We present a low-cost legged mobile manipulation system that solves long-horizon real-world tasks, trained by reinforcement learning purely in simulation. This system is made possible by 1) a hierarchical design of a high-level policy for visual-mobile manipulation following instructions and a low-level policy for quadruped movement and limb control, 2) a progressive exploration and learning approach that leverages privileged task decomposition information to train the teacher policy for long-horizon tasks, which will guide an imitation-based student policy for efficient training of the high-level visuomotor policy, and 3) a suite of techniques for minimizing sim-to-real gaps. In contrast to previous approaches that use high-end equipment, our system demonstrates effective performance with more accessible hardware - specifically, a Unitree Go1 quadruped, a WidowX250S arm, and a single wrist-mounted RGB camera - despite the increased challenges of sim-to-real transfer. When fully trained in simulation, a single policy autonomously solves long-horizon tasks such as search, move, grasp, and drop-into, achieving nearly 80% success. This performance is comparable to that of expert human teleoperation on the same tasks but significantly more efficient, operating at about 1.5x the speed. The sim-to-real transfer is fluid across diverse indoor and outdoor scenes under varying lighting conditions. Finally, we discuss the key techniques that enable the entire pipeline, including efficient RL training and sim-to-real, to work effectively for legged mobile manipulation, and present their ablation results.

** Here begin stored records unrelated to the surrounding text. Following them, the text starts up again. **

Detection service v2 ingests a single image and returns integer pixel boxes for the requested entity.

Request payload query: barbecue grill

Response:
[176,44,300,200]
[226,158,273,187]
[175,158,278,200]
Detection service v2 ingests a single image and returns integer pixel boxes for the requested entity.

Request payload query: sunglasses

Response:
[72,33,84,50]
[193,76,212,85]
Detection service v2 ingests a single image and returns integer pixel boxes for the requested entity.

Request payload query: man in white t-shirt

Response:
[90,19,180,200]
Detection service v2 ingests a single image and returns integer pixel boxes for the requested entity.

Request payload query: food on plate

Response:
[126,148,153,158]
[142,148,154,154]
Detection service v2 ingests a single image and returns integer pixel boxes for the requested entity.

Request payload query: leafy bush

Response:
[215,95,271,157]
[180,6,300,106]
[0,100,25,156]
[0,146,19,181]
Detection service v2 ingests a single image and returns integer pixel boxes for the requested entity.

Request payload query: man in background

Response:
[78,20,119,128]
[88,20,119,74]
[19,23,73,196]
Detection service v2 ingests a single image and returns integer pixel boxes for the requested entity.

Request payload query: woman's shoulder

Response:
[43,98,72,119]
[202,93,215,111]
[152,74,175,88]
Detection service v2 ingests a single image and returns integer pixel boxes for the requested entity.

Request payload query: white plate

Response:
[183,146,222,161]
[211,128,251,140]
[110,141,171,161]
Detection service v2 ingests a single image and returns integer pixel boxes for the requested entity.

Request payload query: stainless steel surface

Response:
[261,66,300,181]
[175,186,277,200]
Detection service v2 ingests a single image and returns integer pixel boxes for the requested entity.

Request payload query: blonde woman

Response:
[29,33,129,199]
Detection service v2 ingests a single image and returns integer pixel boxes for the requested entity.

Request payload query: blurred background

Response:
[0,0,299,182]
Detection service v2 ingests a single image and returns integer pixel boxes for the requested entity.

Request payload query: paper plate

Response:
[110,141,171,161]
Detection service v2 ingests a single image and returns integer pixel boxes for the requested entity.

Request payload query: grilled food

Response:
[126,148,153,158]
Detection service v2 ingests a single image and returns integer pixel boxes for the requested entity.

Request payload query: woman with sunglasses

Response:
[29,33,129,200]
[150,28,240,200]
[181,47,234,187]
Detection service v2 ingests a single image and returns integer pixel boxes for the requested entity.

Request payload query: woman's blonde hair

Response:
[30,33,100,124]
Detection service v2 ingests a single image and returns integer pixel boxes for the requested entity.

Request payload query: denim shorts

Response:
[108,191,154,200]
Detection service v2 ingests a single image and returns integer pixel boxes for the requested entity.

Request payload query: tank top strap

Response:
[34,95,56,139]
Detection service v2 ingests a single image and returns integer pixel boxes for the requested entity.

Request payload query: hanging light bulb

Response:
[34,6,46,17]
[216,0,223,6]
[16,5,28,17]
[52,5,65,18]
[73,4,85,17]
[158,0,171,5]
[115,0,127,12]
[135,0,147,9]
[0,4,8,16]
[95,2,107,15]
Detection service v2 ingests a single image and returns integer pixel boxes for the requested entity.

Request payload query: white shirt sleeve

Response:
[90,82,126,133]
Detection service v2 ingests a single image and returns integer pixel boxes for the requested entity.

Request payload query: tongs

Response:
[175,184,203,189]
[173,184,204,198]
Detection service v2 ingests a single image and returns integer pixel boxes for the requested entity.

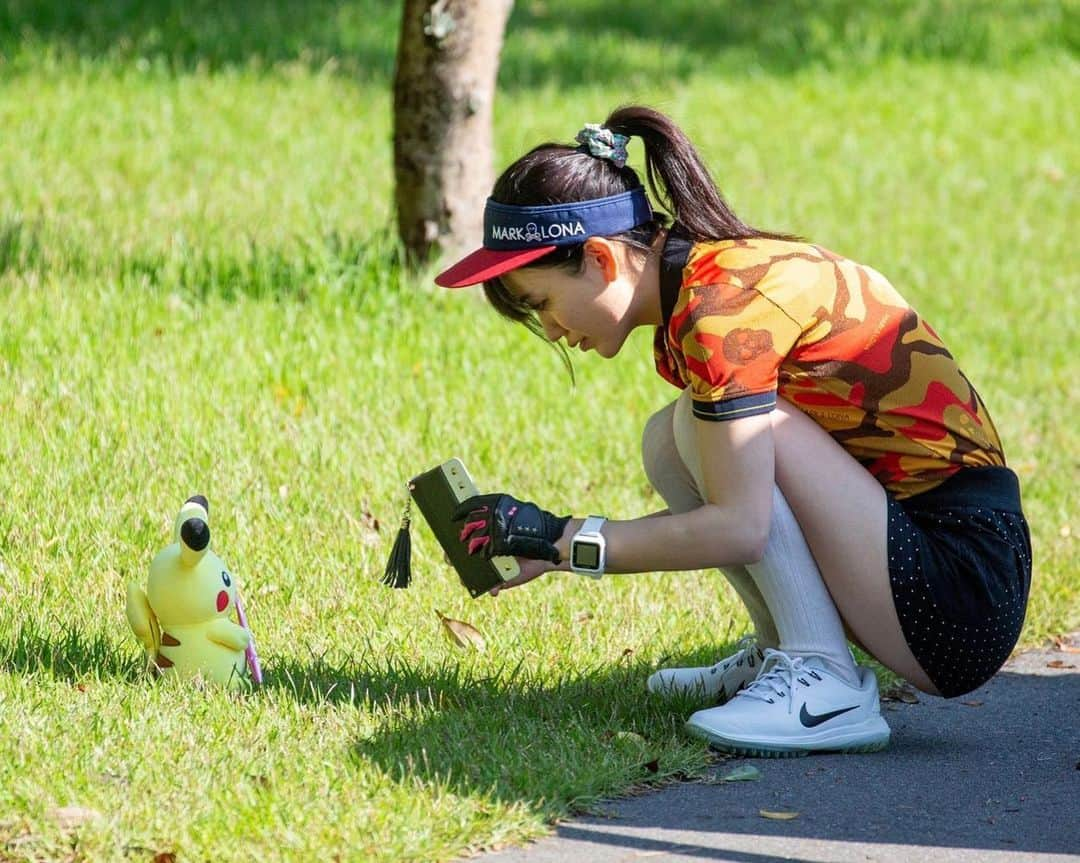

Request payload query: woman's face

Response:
[501,242,641,359]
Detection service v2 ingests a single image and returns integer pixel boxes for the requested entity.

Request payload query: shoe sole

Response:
[685,717,890,758]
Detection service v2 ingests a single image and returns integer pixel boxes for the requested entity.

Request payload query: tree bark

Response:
[393,0,513,262]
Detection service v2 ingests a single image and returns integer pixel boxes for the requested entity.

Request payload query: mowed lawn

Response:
[0,2,1076,860]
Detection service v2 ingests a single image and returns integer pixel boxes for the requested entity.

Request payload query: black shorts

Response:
[886,467,1032,698]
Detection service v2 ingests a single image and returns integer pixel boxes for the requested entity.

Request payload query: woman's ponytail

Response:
[605,105,793,242]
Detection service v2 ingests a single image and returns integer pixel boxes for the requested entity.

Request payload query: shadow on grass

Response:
[0,618,709,820]
[1,0,1069,86]
[350,663,1080,857]
[500,0,1071,88]
[0,215,409,304]
[0,622,144,682]
[273,648,708,822]
[6,621,1077,856]
[0,0,400,80]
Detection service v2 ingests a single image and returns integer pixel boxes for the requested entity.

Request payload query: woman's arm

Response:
[641,508,672,518]
[494,413,776,592]
[565,412,774,571]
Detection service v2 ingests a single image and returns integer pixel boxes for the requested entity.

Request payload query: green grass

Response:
[1,1,1078,860]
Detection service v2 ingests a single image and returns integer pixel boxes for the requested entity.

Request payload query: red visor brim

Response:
[434,245,557,288]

翻译：我们提出了一种低成本的腿式移动操控系统，该系统通过纯仿真环境中的强化学习训练，能够解决长时程的现实世界任务。该系统的实现依赖于以下三点：1）采用分层设计，包含一个遵循指令执行视觉移动操控的高层策略，以及一个负责四足运动与肢体控制的底层策略；2）一种渐进式探索与学习方法，该方法利用特权任务分解信息来训练面向长时程任务的教师策略，该教师策略将指导基于模仿的学生策略，从而高效训练高层视觉运动策略；3）一套用于最小化仿真到现实差距的技术。与以往使用高端设备的方法不同，我们的系统在采用更易获取的硬件（具体为Unitree Go1四足机器人、WidowX250S机械臂和单个腕部安装的RGB相机）的情况下，尽管面临更大的仿真到现实迁移挑战，仍展现出有效的性能。在仿真环境中完全训练后，单一策略能够自主完成搜索、移动、抓取和放入等长时程任务，成功率接近80%。该性能与人类专家在相同任务上的遥操作表现相当，但效率显著更高，运行速度约为1.5倍。仿真到现实的迁移在不同光照条件下的多样室内外场景中均能流畅实现。最后，我们讨论了使整个流程（包括高效强化学习训练和仿真到现实迁移）在腿式移动操控中有效运行的关键技术，并展示了其消融实验结果。